MTech Thesis — National Institute of Technology Karnataka, Surathkal
Military UAV swarms need to let drones join, leave, and get revoked on the fly — mid-mission, with no central authority easily reachable, and no room for a compromised node to linger in the group. Most existing membership protocols either assume a stable network or rely on cryptography that won’t hold up once quantum computers become practical.
My thesis addresses both problems at once. I designed a dynamic membership protocol built on a Merkle Patricia Trie, which lets the swarm track membership state efficiently and prove inclusion or exclusion without flooding the network. The cryptographic core uses NIST-standardized post-quantum primitives — ML-KEM for key encapsulation and ML-DSA for signatures — so join, leave, and revocation operations all preserve forward and backward secrecy even against an adversary with a quantum computer.
Security claims aren’t worth much without verification, so I checked the protocol three separate ways: computational security proofs, BAN logic analysis, and automated verification with the Tamarin Prover.

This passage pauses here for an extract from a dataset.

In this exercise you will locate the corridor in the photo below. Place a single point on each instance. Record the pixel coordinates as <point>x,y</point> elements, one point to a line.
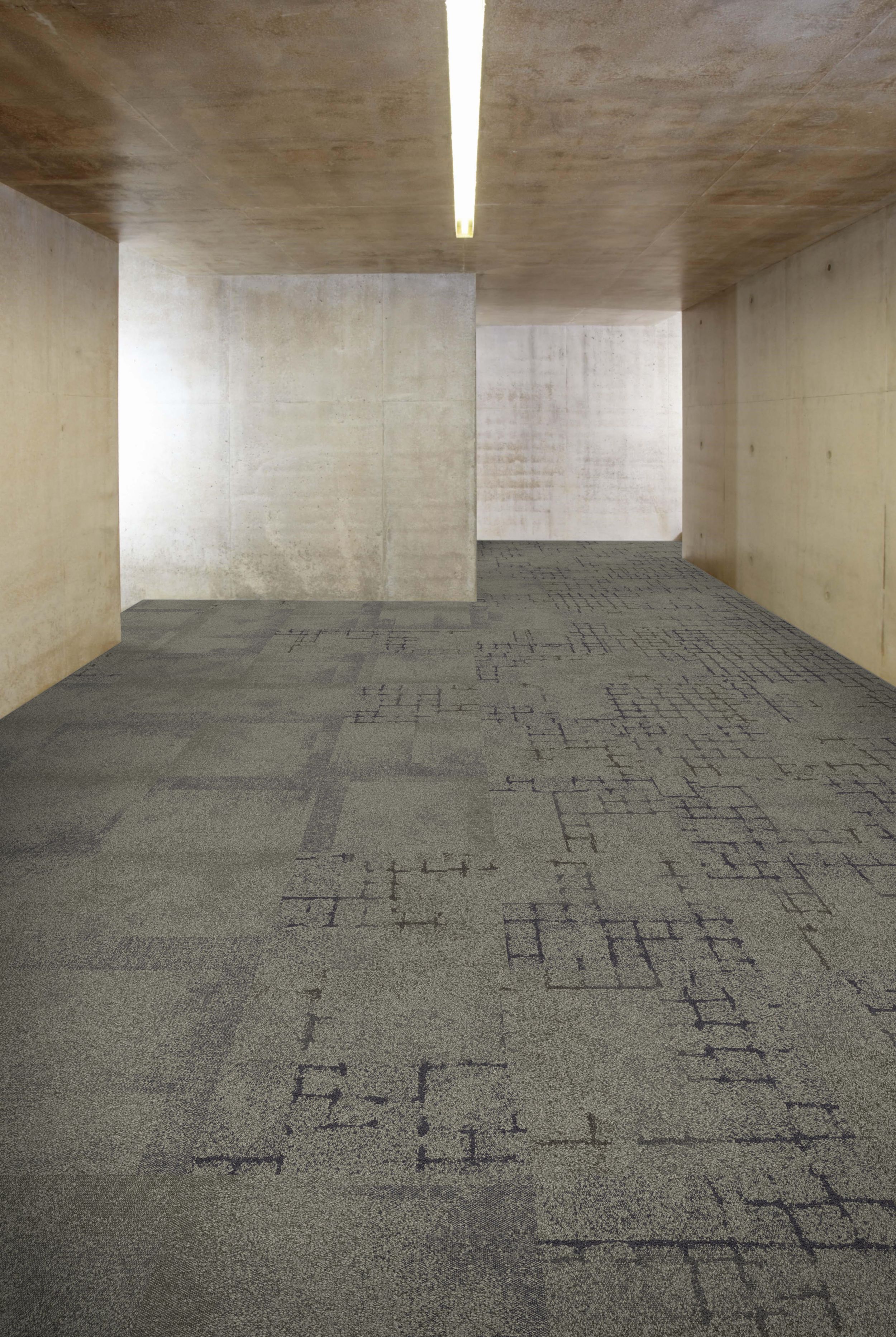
<point>525,959</point>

All three came back clean — zero violations found across the authentication and key-agreement properties I modeled.
The last piece was making sure this isn’t just theoretically sound but actually deployable: I implemented and benchmarked the protocol on embedded hardware to check it can run within the power, memory, and latency constraints of real UAV platforms.
I’m currently extending this work to handle larger swarm sizes and more adversarial network conditions — packet loss, partitioning, and battery-exhaustion attacks — to see how far the protocol’s guarantees hold under real operational stress.